Kubernetes runs your workload by placing containers into Pods to run on Nodes. A node may be a virtual or physical machine, depending on the cluster. Since we are talking about Azure Kubernetes Service, these nodes are usually the underlying Virtual machine scale sets. Each node is managed by the control plane and contains the services necessary to run Pods.

In Azure Kubernetes Service (AKS), nodes of the same configuration are grouped together into node pools. These node pools contain the underlying VMs that run your applications. The initial number of nodes and their size (SKU) is defined when you create an AKS cluster, which creates a system node pool. To support applications that have different compute or storage demands, you can create additional user node pools. System node pools serve the primary purpose of hosting critical system pods such as CoreDNS and tunnelfront. User node pools serve the primary purpose of hosting your application pods. However, application pods can be scheduled on system node pools if you wish to only have one pool in your AKS cluster. User node pools are where you place your application-specific pods. For example, use these additional user node pools to provide GPUs for compute-intensive applications, or access to high-performance SSD storage.

System and user node pools

For a system node pool, AKS automatically assigns the label kubernetes.azure.com/mode: system to its nodes. This causes AKS to prefer scheduling system pods on node pools that contain this label. This label does not prevent you from scheduling application pods on system node pools. However, we recommend you isolate critical system pods from your application pods to prevent misconfigured or rogue application pods from accidentally killing system pods. You can enforce this behavior by creating a dedicated system node pool. Use the CriticalAddonsOnly=true:NoSchedule taint to prevent application pods from being scheduled on system node pools.

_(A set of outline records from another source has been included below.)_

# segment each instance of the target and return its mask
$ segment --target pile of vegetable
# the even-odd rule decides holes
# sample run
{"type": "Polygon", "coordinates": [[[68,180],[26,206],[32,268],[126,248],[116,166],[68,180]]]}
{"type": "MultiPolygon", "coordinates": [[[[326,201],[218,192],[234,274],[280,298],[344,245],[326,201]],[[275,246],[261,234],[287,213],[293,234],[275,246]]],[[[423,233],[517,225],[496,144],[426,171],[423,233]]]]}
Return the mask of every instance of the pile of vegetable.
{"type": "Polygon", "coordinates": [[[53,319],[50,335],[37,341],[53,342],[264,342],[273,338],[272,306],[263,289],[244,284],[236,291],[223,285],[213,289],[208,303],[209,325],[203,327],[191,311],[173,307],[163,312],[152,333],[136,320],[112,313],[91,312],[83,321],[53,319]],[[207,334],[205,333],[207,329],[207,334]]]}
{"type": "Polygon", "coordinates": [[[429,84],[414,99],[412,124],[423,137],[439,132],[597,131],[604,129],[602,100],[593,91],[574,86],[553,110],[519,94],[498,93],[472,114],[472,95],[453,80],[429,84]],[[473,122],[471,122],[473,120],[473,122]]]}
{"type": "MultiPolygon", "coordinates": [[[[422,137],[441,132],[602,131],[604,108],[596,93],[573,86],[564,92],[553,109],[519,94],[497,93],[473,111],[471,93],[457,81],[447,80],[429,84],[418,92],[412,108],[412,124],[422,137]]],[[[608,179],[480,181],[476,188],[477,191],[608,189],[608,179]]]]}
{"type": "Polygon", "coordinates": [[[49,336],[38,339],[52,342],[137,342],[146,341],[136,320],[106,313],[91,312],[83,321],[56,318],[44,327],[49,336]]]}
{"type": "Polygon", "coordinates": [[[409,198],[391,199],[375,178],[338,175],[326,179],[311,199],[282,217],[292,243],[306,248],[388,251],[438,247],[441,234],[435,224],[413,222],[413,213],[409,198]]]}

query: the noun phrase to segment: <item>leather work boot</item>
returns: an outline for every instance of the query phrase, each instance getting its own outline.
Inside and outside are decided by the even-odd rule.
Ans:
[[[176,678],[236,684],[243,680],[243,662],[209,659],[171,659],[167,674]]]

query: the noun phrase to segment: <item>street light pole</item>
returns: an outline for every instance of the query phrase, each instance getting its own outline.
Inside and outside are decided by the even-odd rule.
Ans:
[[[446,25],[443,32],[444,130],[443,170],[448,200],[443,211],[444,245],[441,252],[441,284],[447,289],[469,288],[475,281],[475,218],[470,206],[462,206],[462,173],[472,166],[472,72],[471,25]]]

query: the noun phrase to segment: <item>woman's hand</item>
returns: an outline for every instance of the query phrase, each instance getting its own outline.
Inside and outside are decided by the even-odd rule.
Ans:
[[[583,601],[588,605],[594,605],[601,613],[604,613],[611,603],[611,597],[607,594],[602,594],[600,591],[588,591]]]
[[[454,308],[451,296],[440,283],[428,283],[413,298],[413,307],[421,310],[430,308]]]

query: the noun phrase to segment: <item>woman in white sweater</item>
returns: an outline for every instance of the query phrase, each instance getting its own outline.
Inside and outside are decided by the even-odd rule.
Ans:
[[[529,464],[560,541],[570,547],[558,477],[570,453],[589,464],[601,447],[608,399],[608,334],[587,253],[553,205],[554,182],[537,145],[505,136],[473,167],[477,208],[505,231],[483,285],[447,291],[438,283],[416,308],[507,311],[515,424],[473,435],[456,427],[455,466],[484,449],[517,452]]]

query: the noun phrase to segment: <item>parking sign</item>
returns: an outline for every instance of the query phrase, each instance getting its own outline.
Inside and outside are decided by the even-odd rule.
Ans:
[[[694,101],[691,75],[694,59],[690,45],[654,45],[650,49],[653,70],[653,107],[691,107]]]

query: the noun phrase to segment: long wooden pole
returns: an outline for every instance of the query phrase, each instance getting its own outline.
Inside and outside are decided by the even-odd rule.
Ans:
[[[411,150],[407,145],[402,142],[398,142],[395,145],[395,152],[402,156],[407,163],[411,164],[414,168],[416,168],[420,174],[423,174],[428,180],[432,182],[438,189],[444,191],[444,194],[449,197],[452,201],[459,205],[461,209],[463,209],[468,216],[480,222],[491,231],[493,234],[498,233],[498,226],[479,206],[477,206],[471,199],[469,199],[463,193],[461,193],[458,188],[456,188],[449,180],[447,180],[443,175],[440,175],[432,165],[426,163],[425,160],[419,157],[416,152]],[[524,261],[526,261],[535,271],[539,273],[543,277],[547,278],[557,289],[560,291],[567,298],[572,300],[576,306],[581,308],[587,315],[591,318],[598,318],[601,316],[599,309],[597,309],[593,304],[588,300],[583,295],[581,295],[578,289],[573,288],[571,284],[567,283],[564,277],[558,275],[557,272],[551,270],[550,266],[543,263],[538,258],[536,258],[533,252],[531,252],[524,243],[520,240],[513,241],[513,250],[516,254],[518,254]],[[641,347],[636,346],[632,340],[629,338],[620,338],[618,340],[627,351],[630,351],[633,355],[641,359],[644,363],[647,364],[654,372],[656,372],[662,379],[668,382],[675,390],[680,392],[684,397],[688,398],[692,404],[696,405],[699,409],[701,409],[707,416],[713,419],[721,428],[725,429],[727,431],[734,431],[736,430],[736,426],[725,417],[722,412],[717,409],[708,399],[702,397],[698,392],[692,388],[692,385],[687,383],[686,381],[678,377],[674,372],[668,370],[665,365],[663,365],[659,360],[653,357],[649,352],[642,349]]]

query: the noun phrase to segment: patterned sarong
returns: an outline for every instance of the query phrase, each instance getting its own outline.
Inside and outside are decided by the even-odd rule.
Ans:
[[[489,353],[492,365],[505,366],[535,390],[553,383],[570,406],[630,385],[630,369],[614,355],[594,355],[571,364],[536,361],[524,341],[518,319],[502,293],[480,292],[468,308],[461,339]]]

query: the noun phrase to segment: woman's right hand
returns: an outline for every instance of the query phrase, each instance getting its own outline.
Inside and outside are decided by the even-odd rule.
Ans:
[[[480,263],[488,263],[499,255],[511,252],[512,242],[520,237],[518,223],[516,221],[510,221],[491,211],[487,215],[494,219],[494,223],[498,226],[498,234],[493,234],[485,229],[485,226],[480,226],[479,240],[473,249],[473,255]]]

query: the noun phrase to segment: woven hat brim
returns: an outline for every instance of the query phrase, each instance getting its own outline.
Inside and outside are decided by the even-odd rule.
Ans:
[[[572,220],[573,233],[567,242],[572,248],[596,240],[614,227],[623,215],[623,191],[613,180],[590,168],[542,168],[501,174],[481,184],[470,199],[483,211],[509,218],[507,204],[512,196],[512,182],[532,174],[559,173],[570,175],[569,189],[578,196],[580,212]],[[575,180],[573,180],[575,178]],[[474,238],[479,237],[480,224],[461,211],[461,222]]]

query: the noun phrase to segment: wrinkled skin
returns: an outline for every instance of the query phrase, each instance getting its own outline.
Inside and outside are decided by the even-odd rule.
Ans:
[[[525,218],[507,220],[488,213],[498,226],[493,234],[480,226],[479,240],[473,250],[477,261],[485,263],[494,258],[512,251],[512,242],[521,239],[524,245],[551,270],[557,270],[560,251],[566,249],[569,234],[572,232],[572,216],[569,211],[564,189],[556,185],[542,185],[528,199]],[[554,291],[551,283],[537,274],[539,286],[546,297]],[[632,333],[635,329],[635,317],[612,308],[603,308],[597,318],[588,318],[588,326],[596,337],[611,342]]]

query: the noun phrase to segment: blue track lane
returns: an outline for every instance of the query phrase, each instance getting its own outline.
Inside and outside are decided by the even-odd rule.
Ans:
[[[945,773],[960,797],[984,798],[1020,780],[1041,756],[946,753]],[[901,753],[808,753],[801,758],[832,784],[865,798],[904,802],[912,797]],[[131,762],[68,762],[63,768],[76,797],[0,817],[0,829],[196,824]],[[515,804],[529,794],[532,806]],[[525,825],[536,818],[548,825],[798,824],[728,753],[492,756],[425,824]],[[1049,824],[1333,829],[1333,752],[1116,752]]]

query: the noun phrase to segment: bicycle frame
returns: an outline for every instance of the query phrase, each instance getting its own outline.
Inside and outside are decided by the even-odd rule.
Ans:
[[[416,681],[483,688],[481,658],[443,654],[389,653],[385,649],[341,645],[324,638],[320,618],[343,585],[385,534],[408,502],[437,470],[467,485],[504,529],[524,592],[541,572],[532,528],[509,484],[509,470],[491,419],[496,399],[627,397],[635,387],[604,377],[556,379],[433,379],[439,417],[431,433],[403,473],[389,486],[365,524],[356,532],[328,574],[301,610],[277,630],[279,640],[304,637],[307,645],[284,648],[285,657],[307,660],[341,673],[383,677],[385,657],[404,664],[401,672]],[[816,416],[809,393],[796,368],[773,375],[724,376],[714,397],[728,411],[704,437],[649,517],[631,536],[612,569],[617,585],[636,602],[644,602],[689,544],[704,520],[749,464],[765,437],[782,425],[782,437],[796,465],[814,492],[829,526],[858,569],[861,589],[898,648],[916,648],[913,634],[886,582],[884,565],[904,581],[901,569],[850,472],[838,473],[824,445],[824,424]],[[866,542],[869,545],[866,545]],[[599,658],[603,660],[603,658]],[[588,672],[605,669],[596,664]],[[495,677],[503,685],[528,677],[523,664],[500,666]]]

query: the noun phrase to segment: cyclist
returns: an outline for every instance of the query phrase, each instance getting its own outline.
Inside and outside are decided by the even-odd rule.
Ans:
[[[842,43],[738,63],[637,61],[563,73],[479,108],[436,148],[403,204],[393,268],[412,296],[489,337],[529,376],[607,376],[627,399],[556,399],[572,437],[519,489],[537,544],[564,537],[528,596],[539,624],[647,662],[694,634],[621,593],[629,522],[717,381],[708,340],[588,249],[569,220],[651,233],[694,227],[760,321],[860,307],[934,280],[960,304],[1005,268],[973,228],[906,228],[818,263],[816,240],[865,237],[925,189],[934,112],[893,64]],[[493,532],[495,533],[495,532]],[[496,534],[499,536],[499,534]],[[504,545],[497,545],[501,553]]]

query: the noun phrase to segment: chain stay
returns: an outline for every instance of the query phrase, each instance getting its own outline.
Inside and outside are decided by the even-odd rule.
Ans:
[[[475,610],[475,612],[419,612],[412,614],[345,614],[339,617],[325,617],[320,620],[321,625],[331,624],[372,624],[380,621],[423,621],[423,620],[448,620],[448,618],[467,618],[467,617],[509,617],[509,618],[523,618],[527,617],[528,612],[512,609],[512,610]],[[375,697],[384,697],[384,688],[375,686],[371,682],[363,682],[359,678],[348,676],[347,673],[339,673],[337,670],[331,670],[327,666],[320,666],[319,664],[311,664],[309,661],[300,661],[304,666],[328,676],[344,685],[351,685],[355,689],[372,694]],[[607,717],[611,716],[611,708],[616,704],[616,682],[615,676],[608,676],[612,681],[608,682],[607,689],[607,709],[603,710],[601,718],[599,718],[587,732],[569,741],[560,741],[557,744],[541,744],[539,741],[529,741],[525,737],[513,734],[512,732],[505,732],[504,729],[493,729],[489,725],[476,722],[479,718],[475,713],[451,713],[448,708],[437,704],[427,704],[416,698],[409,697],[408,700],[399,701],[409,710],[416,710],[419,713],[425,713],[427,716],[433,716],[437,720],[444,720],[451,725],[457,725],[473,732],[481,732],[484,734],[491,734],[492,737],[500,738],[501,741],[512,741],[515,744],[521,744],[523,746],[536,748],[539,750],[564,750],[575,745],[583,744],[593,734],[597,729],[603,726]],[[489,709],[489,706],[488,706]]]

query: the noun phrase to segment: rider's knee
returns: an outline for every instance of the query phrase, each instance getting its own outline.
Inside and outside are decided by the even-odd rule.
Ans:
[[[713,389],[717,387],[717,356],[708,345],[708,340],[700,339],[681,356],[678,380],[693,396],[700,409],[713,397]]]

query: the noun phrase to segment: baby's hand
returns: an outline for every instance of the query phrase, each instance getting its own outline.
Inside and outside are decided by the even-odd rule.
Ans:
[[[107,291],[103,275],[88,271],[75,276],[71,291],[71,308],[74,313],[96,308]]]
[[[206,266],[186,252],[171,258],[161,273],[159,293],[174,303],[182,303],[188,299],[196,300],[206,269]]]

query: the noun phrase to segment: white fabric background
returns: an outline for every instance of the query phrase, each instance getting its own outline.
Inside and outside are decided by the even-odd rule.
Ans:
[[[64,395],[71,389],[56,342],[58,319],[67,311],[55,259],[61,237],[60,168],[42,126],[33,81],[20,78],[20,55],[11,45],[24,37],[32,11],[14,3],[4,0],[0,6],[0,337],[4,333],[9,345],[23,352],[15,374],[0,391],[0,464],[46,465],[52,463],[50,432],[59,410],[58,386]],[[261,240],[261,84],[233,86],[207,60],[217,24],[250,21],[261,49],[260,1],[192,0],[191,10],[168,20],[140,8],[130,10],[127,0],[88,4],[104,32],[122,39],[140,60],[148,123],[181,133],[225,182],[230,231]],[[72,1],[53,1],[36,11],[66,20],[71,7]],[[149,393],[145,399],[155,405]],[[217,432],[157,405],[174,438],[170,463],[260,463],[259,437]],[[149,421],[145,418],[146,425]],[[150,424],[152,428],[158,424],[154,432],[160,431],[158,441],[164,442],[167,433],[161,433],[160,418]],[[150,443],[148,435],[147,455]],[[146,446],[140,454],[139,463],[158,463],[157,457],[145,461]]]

System node pools have the following restrictions:

  • System pools osType must be Linux.
  • User node pools osType may be Linux or Windows.
  • System pools must contain at least one node, and user node pools may contain zero or more nodes.
  • System node pools require a VM SKU of at least 2 vCPUs and 4GB memory. But burstable-VM(B series) is not recommended.
  • A minimum of two nodes 4 vCPUs is recommended(e.g. Standard_DS4_v2), especially for large clusters (Multiple CoreDNS Pod replicas, 3-4+ add-ons, etc.).
  • System node pools must support at least 30 pods as described by the minimum and maximum value formula for pods.
  • Spot node pools require user node pools.
  • Adding an additional system node pool or changing which node pool is a system node pool will NOT automatically move system pods. System pods can continue to run on the same node pool even if you change it to a user node pool. If you delete or scale down a node pool running system pods that was previously a system node pool, those system pods are redeployed with preferred scheduling to the new system node pool.

You can do the following operations with node pools:

  • Create a dedicated system node pool (prefer scheduling of system pods to node pools of mode:system)
  • Change a system node pool to be a user node pool, provided you have another system node pool to take its place in the AKS cluster.
  • Change a user node pool to be a system node pool.
  • Delete user node pools.
  • You can delete system node pools, provided you have another system node pool to take its place in the AKS cluster.
  • An AKS cluster may have multiple system node pools and requires at least one system node pool.
  • If you want to change various immutable settings on existing node pools, you can create new node pools to replace them. One example is to add a new node pool with a new maxPods setting and delete the old node pool.